2013年09月13日 | 教養(Culture)
郷友雑誌「飽薇」の表紙


裏表紙は郷土の名所の風景美を紋切り型の修飾句で愛でる内容


郷友雑誌「飽薇」。飽薇同好社というのは東京在住の広島県出身の学者・法律家などのエスタブリッシュメントたちの親睦組織。設立目的は富士川の作文でまことしやかな内容のことが記載されている。本部は本郷西片町9番地。旧阿部藩邸辺りだ。


赤丸が9番地


昭和5年段階で、広島県出身者で本雑誌に出入りする人物は旧阿部藩屋敷のあった本郷西片町に偏っている?!一帯は阿部家の借地地区だが、東京帝大の目の前に当たる。やはり同郷者を頼って東京に上京するというパターンの名残だろうか。
委員は同好者のメンバー。常務委員が編集委員。まことに小世帯だ。

雑誌広告を出している公証人岡田純次郎(裁判官→弁護士)とは阿部家家令岡田吉顕の息子。

富士川游が深くかかわった雑誌「飽薇」は同好会が関東大震災後の大正13年に設立され、翌14年1月に機関雑誌として発行されたもの。飽は飽国(安芸の国の古字)からとったものであり、薇は同じく吉備の古字(黄薇)に由来する。命名は富士川自身らしい。いわゆる県人会誌だ。設立当初の常務委員は花井卓蔵秋山雅之助下田次郎(最高裁判事下田武三の実父)・高島平三郎・尼子四郎松井茂浜野知三郎・和田英松・真田鶴松・富士川游、主事が常光浩然・清寺漸。
広島県出身で東京に出て各界で活躍する人たちを中心に地元のインテリたちと連帯しつつ結成された社交クラブだったようで、この雑誌には仕事上の余談とか随想などが寄稿されている。

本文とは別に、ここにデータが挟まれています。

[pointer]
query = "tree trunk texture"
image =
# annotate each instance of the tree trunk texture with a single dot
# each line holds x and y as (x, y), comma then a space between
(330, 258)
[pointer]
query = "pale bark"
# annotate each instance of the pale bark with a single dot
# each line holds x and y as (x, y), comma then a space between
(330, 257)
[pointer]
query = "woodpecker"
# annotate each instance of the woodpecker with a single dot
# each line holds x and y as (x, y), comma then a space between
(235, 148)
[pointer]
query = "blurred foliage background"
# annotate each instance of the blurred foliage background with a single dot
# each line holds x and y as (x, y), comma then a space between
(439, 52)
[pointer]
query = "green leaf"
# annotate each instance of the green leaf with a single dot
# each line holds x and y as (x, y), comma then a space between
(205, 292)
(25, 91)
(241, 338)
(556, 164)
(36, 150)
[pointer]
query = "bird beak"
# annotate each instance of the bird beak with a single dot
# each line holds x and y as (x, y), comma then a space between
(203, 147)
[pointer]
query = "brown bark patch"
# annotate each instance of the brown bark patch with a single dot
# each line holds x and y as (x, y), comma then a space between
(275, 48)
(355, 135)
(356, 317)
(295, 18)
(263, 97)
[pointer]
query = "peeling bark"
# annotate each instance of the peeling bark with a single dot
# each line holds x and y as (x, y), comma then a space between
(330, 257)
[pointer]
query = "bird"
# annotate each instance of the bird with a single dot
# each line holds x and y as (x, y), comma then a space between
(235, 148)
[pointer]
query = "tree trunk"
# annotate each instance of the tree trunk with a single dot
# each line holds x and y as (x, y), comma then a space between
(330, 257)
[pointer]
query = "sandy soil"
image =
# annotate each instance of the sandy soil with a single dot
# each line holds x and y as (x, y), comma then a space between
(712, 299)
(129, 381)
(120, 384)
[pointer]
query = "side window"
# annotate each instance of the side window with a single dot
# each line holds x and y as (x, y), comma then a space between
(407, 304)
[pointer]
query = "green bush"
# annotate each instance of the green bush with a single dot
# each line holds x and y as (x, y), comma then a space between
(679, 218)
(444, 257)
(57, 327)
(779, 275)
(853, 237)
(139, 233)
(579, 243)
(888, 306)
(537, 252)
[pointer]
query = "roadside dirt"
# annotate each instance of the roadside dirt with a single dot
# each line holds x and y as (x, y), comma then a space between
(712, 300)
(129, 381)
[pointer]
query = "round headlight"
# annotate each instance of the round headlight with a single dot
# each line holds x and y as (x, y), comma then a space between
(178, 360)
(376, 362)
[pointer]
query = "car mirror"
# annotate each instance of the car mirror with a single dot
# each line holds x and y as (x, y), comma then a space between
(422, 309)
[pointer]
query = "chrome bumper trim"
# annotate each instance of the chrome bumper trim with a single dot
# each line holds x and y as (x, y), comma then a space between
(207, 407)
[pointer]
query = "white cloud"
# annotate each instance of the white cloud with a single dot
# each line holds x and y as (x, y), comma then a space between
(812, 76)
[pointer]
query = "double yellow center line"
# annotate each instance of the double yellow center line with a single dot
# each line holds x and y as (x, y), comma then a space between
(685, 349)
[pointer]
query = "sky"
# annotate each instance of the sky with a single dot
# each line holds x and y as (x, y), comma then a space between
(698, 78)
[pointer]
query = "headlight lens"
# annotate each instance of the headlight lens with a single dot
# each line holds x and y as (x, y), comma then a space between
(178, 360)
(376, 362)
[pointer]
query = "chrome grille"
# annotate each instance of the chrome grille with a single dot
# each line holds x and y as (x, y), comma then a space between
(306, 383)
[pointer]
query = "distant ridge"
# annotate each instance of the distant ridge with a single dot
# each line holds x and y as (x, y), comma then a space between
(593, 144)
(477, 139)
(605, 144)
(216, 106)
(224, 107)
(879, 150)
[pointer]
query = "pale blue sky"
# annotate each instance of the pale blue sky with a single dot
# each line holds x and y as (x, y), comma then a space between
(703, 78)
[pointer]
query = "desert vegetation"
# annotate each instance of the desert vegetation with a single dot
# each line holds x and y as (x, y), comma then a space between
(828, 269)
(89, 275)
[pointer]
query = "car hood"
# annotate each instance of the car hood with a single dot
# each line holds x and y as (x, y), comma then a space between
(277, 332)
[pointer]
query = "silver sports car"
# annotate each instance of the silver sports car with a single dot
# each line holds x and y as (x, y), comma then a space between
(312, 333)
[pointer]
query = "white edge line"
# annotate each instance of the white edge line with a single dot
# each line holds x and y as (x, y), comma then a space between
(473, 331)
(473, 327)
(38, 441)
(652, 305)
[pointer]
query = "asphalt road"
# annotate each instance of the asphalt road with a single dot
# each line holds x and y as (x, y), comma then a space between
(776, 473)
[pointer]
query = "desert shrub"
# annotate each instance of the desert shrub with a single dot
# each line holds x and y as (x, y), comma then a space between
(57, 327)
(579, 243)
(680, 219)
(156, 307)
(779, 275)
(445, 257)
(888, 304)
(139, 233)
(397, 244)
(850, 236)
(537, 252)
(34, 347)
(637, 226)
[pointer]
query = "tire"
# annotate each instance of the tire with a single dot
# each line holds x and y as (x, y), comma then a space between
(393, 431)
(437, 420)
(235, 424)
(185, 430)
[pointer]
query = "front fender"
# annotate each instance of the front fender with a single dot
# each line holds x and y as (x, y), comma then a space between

小鷹狩は旧浅野藩の藩士の出で、明治期に「芸藩通志」の刊行にかかわった人物(老人)。この一族に歌手のペギー葉山がいる。鶴田は海軍の軍人。これと猪原薫一(海軍軍人)は地方誌「備後史談」の常連(悪く言うと”投稿魔”)。猪原はこの雑誌でも郷土史関係(菅茶山など)の記事を盛んに投稿しだす、いやはや・・・


 花井は東京で活躍した有名な弁護士・政治家、高島平三郎が登場。のちの号には呉秀三・大楠順次郎・永井潜らも寄稿を始める。備後史談の会長職にあった和田英松は我が国における有職故実・帝室制度研究の権威者(東京帝大の史料編纂官)で、沼隈郡鞆津出身。
内務官僚丸山鶴吉は「郷党の優秀なる児童を大成」させようという巻頭文を1巻8号に書いている。その他は外遊の報告。





























この雑誌は広島県立図書館に創刊号から昭和15年ごろまでの183冊が所蔵されている。

三原市立図書館に所蔵された「飽薇」(187冊)・・・・・広島県立図書館より揃っている


「飽薇」に関しては富士川英郎「富士川游」、小沢書店、平成2年に詳しい。